Let’s get right into it.

Dimensionality Reduction

Dimensionality reduction is the idea of going from a complex dataset, with multiple dimensions, to a simpler dataset with fewer dimensions. For example, going from a three-dimensional dataset to a two-dimensional dataset. What’s important is that we do this in a way such that we maintain the meaningful properties of the original data.

This can be useful for two reasons.

Reason Number One: Data Compression

Reason number one is data compression. A lot of the time, the data we’ll be dealing with has many redundant features. For example, if we wish to predict the price of a house in Boston using linear regression, we may be working with data that represents the size of the house in two different units of measure, say meters and feet. Do we really need all that information? The house’s project manager might, but your machine learning model will certainly be fine with one or the other. We can reduce the size of our dataset by compressing this information into one unit instead of two. This will not only lead to a smaller dataset, but to faster learning from your algorithm. Consider the following two-dimensional graph, where x^(i) represents a training point defined by the features x_1 and x_2:

Figure 1: Random Training Points on a Graph

We wish to reduce this into a one-dimensional graph. To do so, we’ll fit a line through our points:

Figure 2: Line Fitted Through Random Training Points

Then calculate the orthogonal distance from our points to the fitted line:

Figure 3: Orthogonal Distance from Training Points to Fitted Line

You might be tempted to believe that the above graph is equal to what we see when we perform linear regression using ordinary least squares (refer to part two), but we’ll explain a little later how they have nothing to do with each other.

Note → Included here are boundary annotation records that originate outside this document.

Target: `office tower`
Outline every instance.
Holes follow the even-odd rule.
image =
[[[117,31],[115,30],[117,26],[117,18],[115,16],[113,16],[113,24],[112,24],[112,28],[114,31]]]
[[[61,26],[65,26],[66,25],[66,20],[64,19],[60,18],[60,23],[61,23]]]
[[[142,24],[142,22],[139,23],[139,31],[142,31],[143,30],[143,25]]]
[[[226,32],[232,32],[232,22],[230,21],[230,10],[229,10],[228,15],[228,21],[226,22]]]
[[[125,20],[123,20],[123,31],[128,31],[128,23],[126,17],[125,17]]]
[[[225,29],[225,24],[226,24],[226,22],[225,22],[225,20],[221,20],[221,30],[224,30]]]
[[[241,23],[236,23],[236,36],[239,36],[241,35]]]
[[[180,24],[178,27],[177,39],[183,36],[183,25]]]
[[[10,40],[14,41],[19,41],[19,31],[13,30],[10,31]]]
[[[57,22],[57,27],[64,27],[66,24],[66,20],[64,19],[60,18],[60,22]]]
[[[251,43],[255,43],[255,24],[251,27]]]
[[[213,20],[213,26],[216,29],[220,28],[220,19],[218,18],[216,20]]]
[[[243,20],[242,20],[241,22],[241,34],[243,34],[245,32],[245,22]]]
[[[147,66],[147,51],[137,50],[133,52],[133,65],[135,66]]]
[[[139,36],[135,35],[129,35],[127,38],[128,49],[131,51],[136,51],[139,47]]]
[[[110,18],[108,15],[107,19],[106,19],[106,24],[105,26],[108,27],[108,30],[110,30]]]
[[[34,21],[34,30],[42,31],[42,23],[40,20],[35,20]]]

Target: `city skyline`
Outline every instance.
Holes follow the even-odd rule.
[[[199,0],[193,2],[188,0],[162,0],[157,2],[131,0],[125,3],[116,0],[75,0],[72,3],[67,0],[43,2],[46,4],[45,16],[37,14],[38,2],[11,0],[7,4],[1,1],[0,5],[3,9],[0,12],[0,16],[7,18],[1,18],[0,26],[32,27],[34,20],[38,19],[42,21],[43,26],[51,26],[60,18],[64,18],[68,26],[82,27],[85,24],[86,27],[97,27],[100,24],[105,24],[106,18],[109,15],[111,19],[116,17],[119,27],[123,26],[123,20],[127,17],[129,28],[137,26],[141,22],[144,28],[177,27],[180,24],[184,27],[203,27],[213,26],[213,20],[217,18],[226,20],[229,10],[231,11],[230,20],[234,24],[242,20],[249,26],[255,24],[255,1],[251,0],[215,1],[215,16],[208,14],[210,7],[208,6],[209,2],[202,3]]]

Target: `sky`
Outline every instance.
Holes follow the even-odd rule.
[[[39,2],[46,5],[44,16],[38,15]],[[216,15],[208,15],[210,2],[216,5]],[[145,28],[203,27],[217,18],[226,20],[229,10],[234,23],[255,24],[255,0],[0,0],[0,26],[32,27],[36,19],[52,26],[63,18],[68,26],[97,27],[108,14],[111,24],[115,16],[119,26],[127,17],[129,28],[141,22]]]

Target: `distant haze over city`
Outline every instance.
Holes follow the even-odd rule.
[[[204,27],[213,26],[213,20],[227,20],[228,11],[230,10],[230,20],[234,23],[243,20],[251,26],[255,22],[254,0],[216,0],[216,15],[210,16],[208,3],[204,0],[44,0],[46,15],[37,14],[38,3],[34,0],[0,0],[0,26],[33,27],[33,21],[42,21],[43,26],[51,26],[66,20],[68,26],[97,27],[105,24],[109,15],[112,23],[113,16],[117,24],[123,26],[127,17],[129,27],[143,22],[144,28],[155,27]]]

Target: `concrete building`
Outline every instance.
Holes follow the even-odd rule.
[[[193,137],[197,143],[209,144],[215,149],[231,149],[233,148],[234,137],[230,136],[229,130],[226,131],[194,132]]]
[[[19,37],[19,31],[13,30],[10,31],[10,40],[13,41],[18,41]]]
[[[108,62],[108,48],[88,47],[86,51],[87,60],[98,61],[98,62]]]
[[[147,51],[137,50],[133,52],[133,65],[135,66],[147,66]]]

With the orthogonal distances calculated, we can project our points onto the fitted line. The value a training point holds on the line is the value it will hold in our one-dimensional plane. Here’s how that will look like:

Figure 3: Training Points After Dimensionality Reduction

Where {z^(1),z^(2),z^(3),z^(4)} are the new values after projecting {x^(1),x^(2),x^(3),x^(4)} onto our fitted line, and z_1 is the new feature describing our training points.

Orthogonal vs Squared Distances

In figure 3 we saw a graph that can be confused with the typical graph we see when calculating the distance between the training points and the fitted line in linear regression.

Although they are visually similar, the two are communicating completely different information. Let’s compare them side-by-side:

Figure 4: Squared vs Orthogonal Distance

We see that the orthogonal distances are normal to the fitted line. This has the impact of assuming an error in the dependent variable (x-axis), as well as in the independent variable (y-axis). We can see this by the fact that the distance between a training point and the line has both an xand a ycomponent:

Figure 5: X and Y Components in Orthogonal Distances

In the squared distances calculated for linear regression, the assumption is that there’s no error in our dependent variables. As such, we calculate only the y distance from the training point to the fitted line.

Reason Number Two: Visualization

It’s much easier to visualize our dataset when it’s two- or three-dimensional. When dealing with a dataset with thousands of features, dimension reduction can help us visualize our data more easily by diminishing the space our data is found in.

Linear Algebra Review

Before we can describe the PCA algorithm, there are a few linear algebra and statistics concepts that we need to review.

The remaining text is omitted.